OpenSolaris

Printable Version Enter a New Search
Bug ID 6317553
Synopsis Wrong fix implemented in 4877168 for dmfe Rx buffer unavailable messages.
State 10-Fix Delivered (Fix available in build)
Category:Subcategory kernel:driver-dmfe
Keywords 128 | RX_UNAVAIL_INT | Rx | buffers | chip_error_interrupt | dmfe | dmfe:dmfe_rx_desc | factotum_recover | onnv_triage | unavailable
Responsible Engineer Garrett Damore
Reported Against
Duplicate Of
Introduced In solaris_9
Commit to Fix snv_76
Fixed In snv_76
Release Fixed solaris_nevada(snv_76)
Related Bugs 4877168
Submit Date 30-August-2005
Last Update Date 29-October-2007
Description
Ericssons uses massive numers of CP2300s in GPRS infrastructure systems.

They have reported unusual high loss of network packets during load tests.
We have investigated this and come to the conclusion that the fix implemented in bug
4877168 does not address the source of the problem. It resets the chip and filter out 
the messages which just adds to the problem.

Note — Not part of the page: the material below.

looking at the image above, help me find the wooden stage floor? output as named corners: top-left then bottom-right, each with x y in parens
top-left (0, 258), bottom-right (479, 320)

The core problem is that the chip runs out of ring buffers, and raises the RX_UNAVAIL_INT
interrupt. The number of ring buffers available by default is 32, and are tuneable 
(dmfe:dmfe_rx_desc) up to 256 buffers.

We believe that the cause of the problem is a too low default value of the ring buffers,
it should be set at 64 or 128, not 32. We have performed tests where 128 buffers was sufficient at ~9000/sec incoming 1000 bytes size UDP packets. We lost not one packet during 12 hours, compared to 2300 lost packets and 64 chip resets in 20 minutes when using the default 32 ring buffers.

The warning message "Rx buffer unavailable" should NOT be quiesced. Now the only
way to get a clue that something is unusual, is by detecting the kstat vars 
"chip_error_interrupt" and "factotum_recover" increment, no messages logged in /var/adm/messages and the knowledge that the messages for RX_UNAVAIL_INT is the only type of messages omitted for abnormal interrupts.

I see no evidence in the 4877168 that the numbers of ring buffers have been considered as a factor in the problem at hand.

Our customer rely primarily on Solaris 8, but are moving to Solaris 9 in the near future.

See Comments field as well ....
Work Around
Reset the driver (unplumb/plumb)
Comments
N/A